-Hailu Shawel (m), member of parliament and President of the Coalition for Unity and Democracy (CUD)
-Professor Mesfin Woldemariam (m), aged 75, former Chair of Ethiopian Human Rights Council
-Birtukan Mideksa (f) CUD Vice-President, lawyer and former judge
-Dr Berhanu Negga (m), CUD member of parliament, Mayor of Addis Ababa and economist
-Getachew Mengiste (m), senior member of CUD and member of parliament
-Gizachew Shifferaw (m), member of CUD Executive Committee
-Dr Hailu Araya (m) CUD member and former editor of Press Digest and member of parliament
-Dr Yakob Hailemariam (m) CUD member of parliament and former UN special envoy
-Debebe Eshetu (m), CUD public relations officer
-Muluneh Eyual (m) CUD Secretary General
-Daniel Bekele (m) Policy Director of ActionAid (non-governmental organization)
– Hundreds of other members of the CUD
Leading members of the opposition Coalition for Unity and Democracy (CUD), including those named above, are samong hundreds of people detained after demonstrations against the contested result of the parliamentary elections. The detainees are at risk of torture or ill-treatment. Amnesty International believes those named above and many others are prisoners of conscience, arrested solely for the non-violent expression of their political beliefs.
The arrests follow demonstrations in the capital, Addis Ababa, on 1st & 2nd November, 2005 in protest at the contested results of the parliamentary election which took place on 15th May, 2005. Large numbers of members and suspected members of the CUD, as well as journalists and human rights defenders, are reportedly being systematically taken from their homes by police. Among those detained is CUD President Hailu Shawel, who was reportedly beaten by the police who arrested him.

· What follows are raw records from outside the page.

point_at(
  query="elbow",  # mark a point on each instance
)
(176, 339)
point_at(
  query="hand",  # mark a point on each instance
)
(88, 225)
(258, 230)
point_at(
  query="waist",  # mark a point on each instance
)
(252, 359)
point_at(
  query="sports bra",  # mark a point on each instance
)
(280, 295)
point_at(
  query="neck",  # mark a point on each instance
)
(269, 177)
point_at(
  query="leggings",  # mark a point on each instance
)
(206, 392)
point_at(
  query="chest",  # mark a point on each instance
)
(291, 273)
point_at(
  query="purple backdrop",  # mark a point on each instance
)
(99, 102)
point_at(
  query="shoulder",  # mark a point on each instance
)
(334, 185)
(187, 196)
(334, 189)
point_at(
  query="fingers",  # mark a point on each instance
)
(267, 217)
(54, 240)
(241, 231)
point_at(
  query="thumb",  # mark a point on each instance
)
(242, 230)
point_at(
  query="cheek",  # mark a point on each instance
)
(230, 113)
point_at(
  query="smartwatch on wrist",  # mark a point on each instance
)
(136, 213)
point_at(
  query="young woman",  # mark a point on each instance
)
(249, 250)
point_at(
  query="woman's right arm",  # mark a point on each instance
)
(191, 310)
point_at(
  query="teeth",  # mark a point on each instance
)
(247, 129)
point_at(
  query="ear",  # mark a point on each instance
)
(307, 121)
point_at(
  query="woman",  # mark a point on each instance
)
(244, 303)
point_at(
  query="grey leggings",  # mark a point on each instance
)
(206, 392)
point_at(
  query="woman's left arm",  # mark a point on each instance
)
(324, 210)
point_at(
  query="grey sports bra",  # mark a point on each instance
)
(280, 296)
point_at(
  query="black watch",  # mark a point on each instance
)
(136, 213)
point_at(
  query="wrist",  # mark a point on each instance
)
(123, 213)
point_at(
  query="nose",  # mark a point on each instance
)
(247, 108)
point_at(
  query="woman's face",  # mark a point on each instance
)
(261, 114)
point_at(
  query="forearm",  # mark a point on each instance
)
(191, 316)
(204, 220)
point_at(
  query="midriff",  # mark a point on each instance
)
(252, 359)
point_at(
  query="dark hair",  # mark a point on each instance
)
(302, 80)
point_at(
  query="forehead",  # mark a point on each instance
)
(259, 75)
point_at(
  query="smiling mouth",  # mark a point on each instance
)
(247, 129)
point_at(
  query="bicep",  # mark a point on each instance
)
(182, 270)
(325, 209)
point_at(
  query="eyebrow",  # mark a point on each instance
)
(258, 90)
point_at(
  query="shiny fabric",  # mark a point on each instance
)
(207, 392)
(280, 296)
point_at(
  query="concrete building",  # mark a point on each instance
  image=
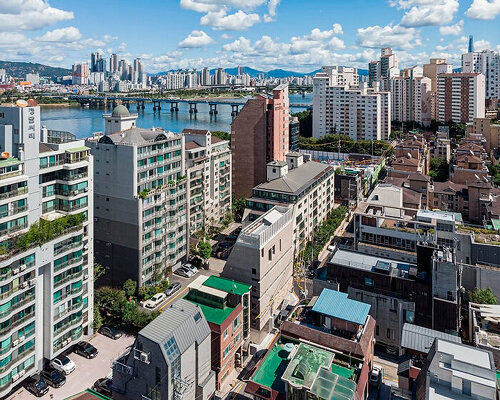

Professor Mesfin Woldemariam, the 75-year-old former chair of the Ethiopian Human Rights Council (EHRCO), was detained on 1st November, 2005. He is a renowned author and human rights defender, who had recently resigned from his EHRCO position to support the CUD’s election campaign. For the past three months, he has been confined to bed due to a spinal condition, for which he requires regular medical attention and physiotherapy. Amnesty International is concerned for his health, as detainees are often treated harshly, particularly in the first few days of detention, made to sleep on a cold cement floor, not allowed to receive food or change of clothing from relatives, and denied medical treatment. It is not clear if Professor Mesfin Woldemariam has been allowed to take pain medication with him. Following his arrest, police reportedly searched his home and took away a number of documents.
The authorities have not confirmed where any of those detained are being held. Some reports indicate that many of them may be held at the headquarters of the Central Investigation Bureau (Maikelawi) in Addis Ababa. None of the detainees are reported to have appeared in court within the 48 hour limit prescribed by the law.
Riot police have reportedly used live ammunition against participants in the demonstrations, which took place in a number of districts of Addis Ababa. Over 30 people have been killed and 150 others are seriously wounded. The demonstrations reportedly began peacefully but violence erupted after police began shooting at protesters. Two police officers are reported to be among the dead.
The arrests followed a series of non-violent protest actions on the 31st October, 2005 called by the CUD who are boycotting the new parliament on account of alleged election fraud by the ruling party, Prime Minister Meles Zenawi’s Ethiopian Revolutionary Democratic Front (EPRDF). Some 30 taxi drivers were arrested for honking their horns in the previous day’s protest action. Their place of detention is unknown. The authorities have repeatedly claimed that the CUD is planning ‘a violent conspiracy’, and Prime Minister Meles Zenawi had recently accused Hailu Shawel of treason. The CUD has affirmed its commitment to non-violent opposition and protest.
On 8 June 2005 soldiers shot dead some 42 people in Addis Ababa who were protesting at alleged fraud in the parliamentary elections held on 15 May. Thousands of opposition party supporters were also detained in harsh conditions and some were badly beaten. After some weeks all were released on bail after short court appearances. (see UA 261/05, AFR 25/013/2005, 30 September 2005, and follow-up).